Chronique Album
Date de sortie : 08.11.2024
Label : BMG
Rédigé par
Emmanuel Stranadica, le 7 novembre 2024
Si ce mois de novembre 2024 consacre en grandes pompes le retour de The Cure après seize années de silence discographique, il marque également le come-back non moins attendu de Bobby Gillespie et de Primal Scream. La bande de Glasgow n'a en effet, à l'exception de rééditions et de quelques raretés (sessions BBC, démos ou live), plus sorti de nouveau disque depuis 2016. Ces huit années de « silence » sont probablement une conséquence de la disparition tragique d'Andrew Weatherall en 2020. Toutefois, quatre années plus tard, l'ex-The Jesus And Mary Chain revient enfin dans les bacs des disquaires avec Come Ahead, douzième effort de son groupe.
Love Insurrection, premier single dévoilé cet été, est une petite ode, aux guitares funky à la Chic et à la flûte acid jazz, ultra réussie.
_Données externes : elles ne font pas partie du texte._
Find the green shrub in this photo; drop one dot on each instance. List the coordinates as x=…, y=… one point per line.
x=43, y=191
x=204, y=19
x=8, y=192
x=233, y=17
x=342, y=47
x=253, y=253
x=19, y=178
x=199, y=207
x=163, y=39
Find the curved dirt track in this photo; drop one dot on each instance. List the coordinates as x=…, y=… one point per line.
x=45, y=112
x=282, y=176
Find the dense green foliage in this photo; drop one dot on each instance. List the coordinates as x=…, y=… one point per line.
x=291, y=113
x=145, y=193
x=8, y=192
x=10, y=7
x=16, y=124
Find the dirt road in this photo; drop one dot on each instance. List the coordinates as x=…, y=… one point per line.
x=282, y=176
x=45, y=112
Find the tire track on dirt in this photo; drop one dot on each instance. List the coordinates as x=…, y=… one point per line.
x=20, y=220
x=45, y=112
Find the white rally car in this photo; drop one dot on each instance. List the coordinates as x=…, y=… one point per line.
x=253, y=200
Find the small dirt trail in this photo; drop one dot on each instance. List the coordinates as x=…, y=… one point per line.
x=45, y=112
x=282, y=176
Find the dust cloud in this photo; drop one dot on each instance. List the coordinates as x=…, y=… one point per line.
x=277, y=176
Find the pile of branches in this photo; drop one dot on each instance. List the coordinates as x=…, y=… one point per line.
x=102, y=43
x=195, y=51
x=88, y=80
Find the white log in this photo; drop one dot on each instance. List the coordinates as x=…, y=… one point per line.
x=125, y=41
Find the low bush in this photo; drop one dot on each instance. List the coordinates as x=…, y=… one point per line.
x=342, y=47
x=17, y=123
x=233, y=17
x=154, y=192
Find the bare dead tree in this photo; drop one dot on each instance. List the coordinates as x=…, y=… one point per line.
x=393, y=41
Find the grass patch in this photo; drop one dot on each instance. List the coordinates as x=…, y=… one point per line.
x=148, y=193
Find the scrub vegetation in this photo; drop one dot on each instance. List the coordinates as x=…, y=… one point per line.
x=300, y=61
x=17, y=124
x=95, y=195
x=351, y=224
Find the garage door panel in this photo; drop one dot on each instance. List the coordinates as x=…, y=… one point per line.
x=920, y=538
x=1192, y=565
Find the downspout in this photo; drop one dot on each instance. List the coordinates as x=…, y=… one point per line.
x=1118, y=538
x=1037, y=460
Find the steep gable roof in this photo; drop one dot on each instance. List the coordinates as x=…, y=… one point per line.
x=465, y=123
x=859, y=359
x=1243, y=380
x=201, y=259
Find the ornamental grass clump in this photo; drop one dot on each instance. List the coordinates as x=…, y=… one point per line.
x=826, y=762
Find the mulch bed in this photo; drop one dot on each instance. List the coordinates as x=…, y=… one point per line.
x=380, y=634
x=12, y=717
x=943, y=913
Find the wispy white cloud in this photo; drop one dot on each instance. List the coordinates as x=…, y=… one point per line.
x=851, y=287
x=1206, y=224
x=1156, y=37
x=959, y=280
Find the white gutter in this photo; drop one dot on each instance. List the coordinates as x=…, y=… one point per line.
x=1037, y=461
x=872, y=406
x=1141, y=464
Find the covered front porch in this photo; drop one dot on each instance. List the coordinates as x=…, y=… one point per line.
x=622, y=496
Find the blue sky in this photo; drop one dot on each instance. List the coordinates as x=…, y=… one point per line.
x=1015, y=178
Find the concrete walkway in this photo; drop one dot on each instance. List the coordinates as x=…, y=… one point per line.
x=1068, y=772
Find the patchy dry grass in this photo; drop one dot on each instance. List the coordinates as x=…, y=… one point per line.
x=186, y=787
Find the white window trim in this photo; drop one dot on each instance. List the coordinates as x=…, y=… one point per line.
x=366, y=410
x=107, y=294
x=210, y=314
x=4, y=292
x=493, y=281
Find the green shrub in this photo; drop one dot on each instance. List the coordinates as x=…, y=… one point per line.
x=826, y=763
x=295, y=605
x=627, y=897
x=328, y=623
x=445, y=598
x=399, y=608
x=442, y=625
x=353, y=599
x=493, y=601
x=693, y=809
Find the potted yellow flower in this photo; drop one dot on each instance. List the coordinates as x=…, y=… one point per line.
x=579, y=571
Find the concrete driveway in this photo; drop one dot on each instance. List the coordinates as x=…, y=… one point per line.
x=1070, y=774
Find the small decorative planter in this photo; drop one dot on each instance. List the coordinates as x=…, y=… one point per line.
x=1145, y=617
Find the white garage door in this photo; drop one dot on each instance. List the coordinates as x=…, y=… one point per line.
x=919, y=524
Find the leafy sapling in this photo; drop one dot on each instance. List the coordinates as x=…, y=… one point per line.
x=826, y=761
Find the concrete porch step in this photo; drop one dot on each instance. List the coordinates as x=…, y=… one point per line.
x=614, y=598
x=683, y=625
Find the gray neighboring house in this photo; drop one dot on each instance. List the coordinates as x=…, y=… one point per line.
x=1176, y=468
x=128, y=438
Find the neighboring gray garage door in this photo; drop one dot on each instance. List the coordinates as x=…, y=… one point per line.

De plus, Bobby Gillespie, qui nous entraîne avec elle sur les dancefloors, n'a probablement pas aussi bien chanté depuis des lustres. Le second extrait de Come Ahead, Deep Dark Waters va littéralement prendre la tangente de son prédécesseur et s'avérer inquiétant musicalement. D'autant que les thèmes qu'il y aborde (guerre, misère, émergence de l'extrême droite) sont tout sauf de la rigolade. Néanmoins, on constate d'emblée avec ces deux chansons que ce nouvel album s'apparente bien à un grand cru. Ready To Go Home, morceau d'ouverture du disque et dernier simple en date, est un morceau furieusement dansant. Avec ses chœurs gospels lors de son entame, la chanson qui parle de la mort s'apparente à un antidote à la tristesse, malgré son côté sombre. Ses paroles ont d'ailleurs été chantée au père de Bobby, Robert Gillespie Senior (qui figure également sur la pochette du disque) la veille de sa mort.
David Holmes est une fois encore aux manettes de la production du disque. Celui-ci apporte un vrai plus sur des morceaux tels que Heal Yourself ou Melancholy Man, et ce d'autant plus que face à la posture de plus en plus politique que le leader de Primal Scream a adopté au fil des années, on pouvait craindre que le disque ne soit pas aussi enragé que ce que le groupe avait sorti dans les années 2000 avec XTRMNTR. Il n'en est donc rien même si le groupe n'a pas non plus totalement abandonné le son rock qui l'a caractérisé sur nombre de ses précédentes parutions. L'impeccable Love Ain't Enough vient trancher avec la délicatesse de Melancholy Man grâce à une excellente maîtrise des guitares énergiques qu'elle contient.
Cet album étant très varié musicalement, il serait regrettable de ne pas citer le côté remuant et disco de Innocent Money alors que les huit minutes de False Flags et de ses clochettes tibétaines d'ouverture nous font chavirer dans une profonde mélancolie et que le final de l'album, Settlers Blues, long lui aussi de neuf minutes, nous entraîne dans une spirale musicale dans laquelle on ne peut ressortir indemne.
Primal Scream sortent ainsi leur meilleur album depuis très longtemps. Variées et très tranchantes lyriquement parlant, les soixante-cinq minutes passées en compagnie du groupe de Glasgow sur Come Ahead ont l'ambition de remobiliser un monde qui semble au bord de l'implosion. Si rien n'est moins sûr quant à la réussite de l'écossais face à cette noble cause, on pourra toujours se consoler avec cet album de haut standing qui tournera pendant longtemps sur nos platines.